Gear is in Sheep Shape

Hello lovelies,

Short updates

* I’ve been persuaded by some NOBOs to take a zero in Steamboat

* I’ve made it to Steamboat using an alternative route of my own devising, which looked fun on paper…

* I have about 5 days of hiking to hit Grand Lake, at which point I’m heading up to Glacier NP

long updates

After Rawlins it took me 3 days to get to Encampment, a small town around 20 miles from the Colorado border.  The three days were full of glorious snow traverses and trail finding, with some peak climbing that had real ascents. The kind of hiking that had been absent through the basin.

I arrived at the parking lot to hitch into Encampment a couple hours before sunset. My hitch into Encampment was… unexpected, given that only two cars drove by in about 2 hours. As sunset approached, I realized that I’d just have to camp near the pit toilets (the only non-paved, flat area), and would have to hitch a ride in the morning.

Just as I pulled out my bivy, a pickup truck swung into the parking lot, and I secured a ride in their truck bed into Encampment that got me there around 9 PM.  Turns out, nothing in Encampment is open passed 5:30 PM, and I had some difficulty finding a place to sleep and shower.  Fortunately, I  eventually found a pajama-clad campsite host, and secured a patch of grass for the night.

Prior to getting into Encampment, I had heard from some NOBOs that the snow 30mi north of Rabbit Ears Pass was dangerous at best, and quite possibly impassable.  As such, I pulled together what looked like a fun alternative route, which would bring me directly into Steamboat, and allow me to avoid snow and a potentially meh hitch into town. 

As I passed more NOBOs over the next 2 days, I learned that Rabbit Ears Pass was fine.   Before reaching the point where I had to make a decision, I passed a rare trail curiosity: a pack of hundreds of sheep some random truck decided to dump onto the road.  “Bahhh” they exclaimed.  “Hello clouds!” I called back.

With wisdom from the sheeps’ words echoing through my mind, I decided I wanted to try out the alternative that I had mapped.  Yeah, probably a mistake.  Instead of snow, my route had me clambering over tens of thousands of burned, fallen trees.  When not leaping over trees, I found myself wading through chest-deep rivers — swollen from the late season snow pack.  The trail finding was difficult at best, and my feet remained wet for the 30 mile route I constructed.  

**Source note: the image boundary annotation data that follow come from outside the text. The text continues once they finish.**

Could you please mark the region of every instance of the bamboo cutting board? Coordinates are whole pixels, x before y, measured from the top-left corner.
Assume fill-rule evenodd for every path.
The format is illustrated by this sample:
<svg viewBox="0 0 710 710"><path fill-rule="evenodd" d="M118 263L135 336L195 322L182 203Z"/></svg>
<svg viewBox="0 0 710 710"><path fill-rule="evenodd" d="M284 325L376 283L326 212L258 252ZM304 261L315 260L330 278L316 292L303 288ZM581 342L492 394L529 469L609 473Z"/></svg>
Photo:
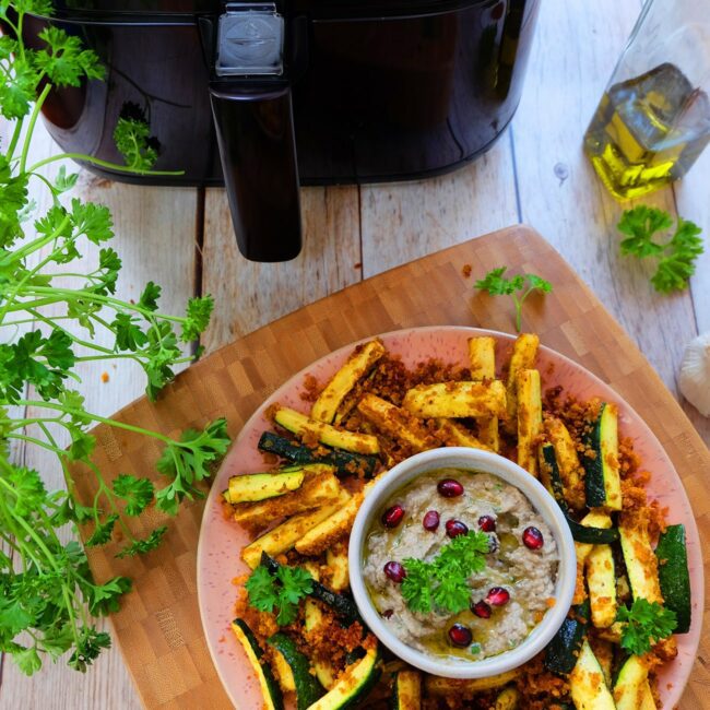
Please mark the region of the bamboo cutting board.
<svg viewBox="0 0 710 710"><path fill-rule="evenodd" d="M226 416L236 437L251 413L293 374L352 341L415 326L478 326L512 332L507 298L475 292L488 270L508 265L554 284L525 303L524 329L608 382L653 429L681 474L710 556L710 453L673 395L602 304L534 230L514 226L425 257L351 286L241 338L181 374L159 402L138 400L115 418L177 437L189 427ZM472 273L466 276L471 267ZM663 338L662 333L658 334ZM130 431L99 426L95 462L108 478L154 474L158 446ZM74 468L80 496L95 494L93 475ZM159 485L159 482L158 482ZM137 559L114 557L117 545L90 551L99 581L126 575L134 581L113 617L118 640L147 708L228 708L202 635L196 554L202 504L169 522L162 547ZM145 535L164 522L149 511L137 522ZM225 559L225 564L228 560ZM707 582L706 582L707 583ZM682 708L708 707L710 638L701 641ZM705 686L705 687L703 687ZM703 693L705 691L705 693Z"/></svg>

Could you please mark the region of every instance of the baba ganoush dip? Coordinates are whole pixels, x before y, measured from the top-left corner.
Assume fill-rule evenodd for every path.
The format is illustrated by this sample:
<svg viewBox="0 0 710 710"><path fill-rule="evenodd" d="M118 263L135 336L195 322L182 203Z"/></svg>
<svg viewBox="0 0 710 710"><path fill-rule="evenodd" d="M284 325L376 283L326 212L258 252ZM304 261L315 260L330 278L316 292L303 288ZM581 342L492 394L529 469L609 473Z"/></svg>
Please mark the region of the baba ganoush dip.
<svg viewBox="0 0 710 710"><path fill-rule="evenodd" d="M402 595L405 560L433 561L469 531L489 537L485 568L466 580L469 608L451 613L431 604L430 612L413 612ZM488 473L447 468L421 475L382 506L366 539L363 571L375 607L401 641L472 661L525 640L555 603L558 559L548 525L518 488Z"/></svg>

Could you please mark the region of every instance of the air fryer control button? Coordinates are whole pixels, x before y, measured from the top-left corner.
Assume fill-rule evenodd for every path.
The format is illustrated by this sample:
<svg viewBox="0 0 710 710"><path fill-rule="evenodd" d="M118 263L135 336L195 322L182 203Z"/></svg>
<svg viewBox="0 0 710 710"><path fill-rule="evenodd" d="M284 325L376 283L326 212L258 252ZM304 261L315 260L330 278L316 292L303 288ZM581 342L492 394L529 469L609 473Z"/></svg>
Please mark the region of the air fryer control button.
<svg viewBox="0 0 710 710"><path fill-rule="evenodd" d="M271 3L228 3L220 16L217 61L220 76L281 74L284 19Z"/></svg>

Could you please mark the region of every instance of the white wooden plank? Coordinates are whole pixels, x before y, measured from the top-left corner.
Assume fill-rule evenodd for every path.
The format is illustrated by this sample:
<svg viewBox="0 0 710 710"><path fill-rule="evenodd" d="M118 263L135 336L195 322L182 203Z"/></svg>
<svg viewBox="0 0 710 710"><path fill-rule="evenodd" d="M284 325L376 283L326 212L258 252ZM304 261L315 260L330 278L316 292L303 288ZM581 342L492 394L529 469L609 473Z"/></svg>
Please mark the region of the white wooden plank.
<svg viewBox="0 0 710 710"><path fill-rule="evenodd" d="M651 265L619 255L625 208L596 178L582 137L639 12L637 3L541 3L530 78L513 121L521 212L567 258L675 390L695 333L689 294L661 296ZM674 211L670 189L644 199Z"/></svg>
<svg viewBox="0 0 710 710"><path fill-rule="evenodd" d="M360 191L365 277L518 222L508 133L448 175Z"/></svg>
<svg viewBox="0 0 710 710"><path fill-rule="evenodd" d="M224 190L206 191L202 289L215 298L208 352L362 279L356 187L304 188L304 249L283 263L237 249Z"/></svg>
<svg viewBox="0 0 710 710"><path fill-rule="evenodd" d="M674 186L678 214L702 228L705 253L698 258L696 273L690 281L698 333L710 332L710 150L698 158L688 175ZM710 446L710 419L703 417L688 402L683 402L686 414Z"/></svg>
<svg viewBox="0 0 710 710"><path fill-rule="evenodd" d="M710 331L710 149L706 149L688 175L675 184L678 214L702 228L705 253L690 282L698 332Z"/></svg>

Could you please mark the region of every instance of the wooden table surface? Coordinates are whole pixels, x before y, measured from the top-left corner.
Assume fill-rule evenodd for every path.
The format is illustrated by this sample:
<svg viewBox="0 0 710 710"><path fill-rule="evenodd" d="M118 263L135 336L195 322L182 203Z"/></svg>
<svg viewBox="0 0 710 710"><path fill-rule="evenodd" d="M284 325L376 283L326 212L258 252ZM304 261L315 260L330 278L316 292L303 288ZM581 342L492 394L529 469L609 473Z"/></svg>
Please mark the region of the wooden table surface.
<svg viewBox="0 0 710 710"><path fill-rule="evenodd" d="M202 340L211 352L362 279L525 222L571 263L676 392L685 344L710 330L710 248L688 291L655 294L651 267L619 255L615 225L629 205L608 196L581 150L640 7L641 0L544 0L522 100L498 143L476 163L430 180L304 189L305 247L292 262L256 264L238 255L223 190L137 188L83 174L81 196L114 212L114 247L123 259L120 296L138 297L153 280L164 287L163 309L178 311L188 297L211 293L216 308ZM38 134L38 155L56 150ZM708 245L708 185L710 150L685 180L643 201L699 224ZM37 201L46 206L43 196ZM483 275L475 264L473 275ZM109 367L103 383L104 368L82 365L87 406L98 414L142 393L132 368ZM710 443L710 421L684 407ZM25 465L57 473L33 450L15 453ZM2 709L140 708L118 651L105 653L86 675L60 664L28 679L8 661L0 677Z"/></svg>

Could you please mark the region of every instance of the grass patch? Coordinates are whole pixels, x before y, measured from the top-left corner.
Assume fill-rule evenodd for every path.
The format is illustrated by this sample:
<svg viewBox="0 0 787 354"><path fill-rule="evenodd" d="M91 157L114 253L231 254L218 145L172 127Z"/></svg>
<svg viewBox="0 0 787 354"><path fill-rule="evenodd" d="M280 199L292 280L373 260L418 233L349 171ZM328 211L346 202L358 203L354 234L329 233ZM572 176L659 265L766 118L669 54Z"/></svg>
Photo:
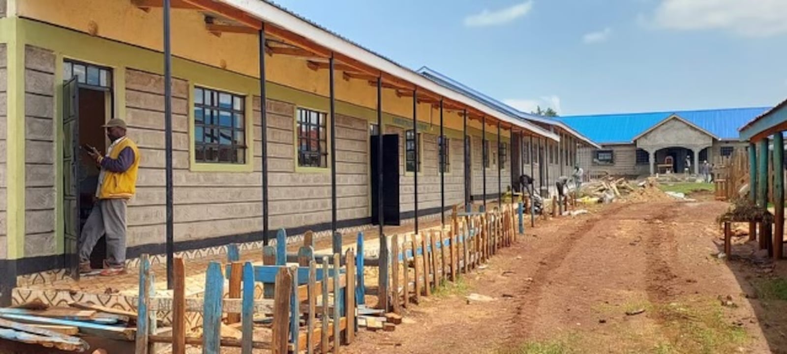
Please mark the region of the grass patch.
<svg viewBox="0 0 787 354"><path fill-rule="evenodd" d="M456 282L441 281L440 286L434 288L432 295L438 297L450 296L464 297L470 293L470 287L464 282L464 277L457 275Z"/></svg>
<svg viewBox="0 0 787 354"><path fill-rule="evenodd" d="M497 352L497 354L574 354L582 352L574 348L575 337L549 339L545 341L528 341L518 347L509 348Z"/></svg>
<svg viewBox="0 0 787 354"><path fill-rule="evenodd" d="M748 340L746 330L730 324L715 301L662 304L654 311L670 341L656 352L732 352Z"/></svg>
<svg viewBox="0 0 787 354"><path fill-rule="evenodd" d="M787 301L787 280L781 278L775 279L759 279L753 282L757 297L763 300Z"/></svg>
<svg viewBox="0 0 787 354"><path fill-rule="evenodd" d="M665 192L682 193L685 195L695 192L712 192L713 183L696 183L693 182L680 182L676 183L660 184L659 188Z"/></svg>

The numerous tree traverses wore away my gear.  My once hole-filled pants quickly become so holy the Vatican expressed interest, and then went past the point of having holes to the point where there might still be some fabric connectivity.  I also lost my sunglasses during one particularly acrobatic (and not graceful) tree leap.

To be fair, the area was beautiful, and once some trail crews clean up the hundreds of acres of relevant burn area, I really think it will be a great hike!  4/5 stars, would not do again.

As I began my 5-mile road walk into Steamboat, I began frantically searching for a place to stay for the night.   As it’s a weekend, and Steamboat is… Steamboat, my only options were severely over-priced accommodations. While I would have loved to look into a variety of other options, the sky decided to throw thunder, lightning, and one helluva a storm upon me at the very moment I began searching for not an absurd hotel room.  And with that, I quickly grabbed a room for the night so I could put my phone away before it was water damaged.  Once the rain stopped, I found out there were some other CDT hikers also looking for a place to stay. And like that, we struck a deal to bring my room’s cost down to something a little less absurd.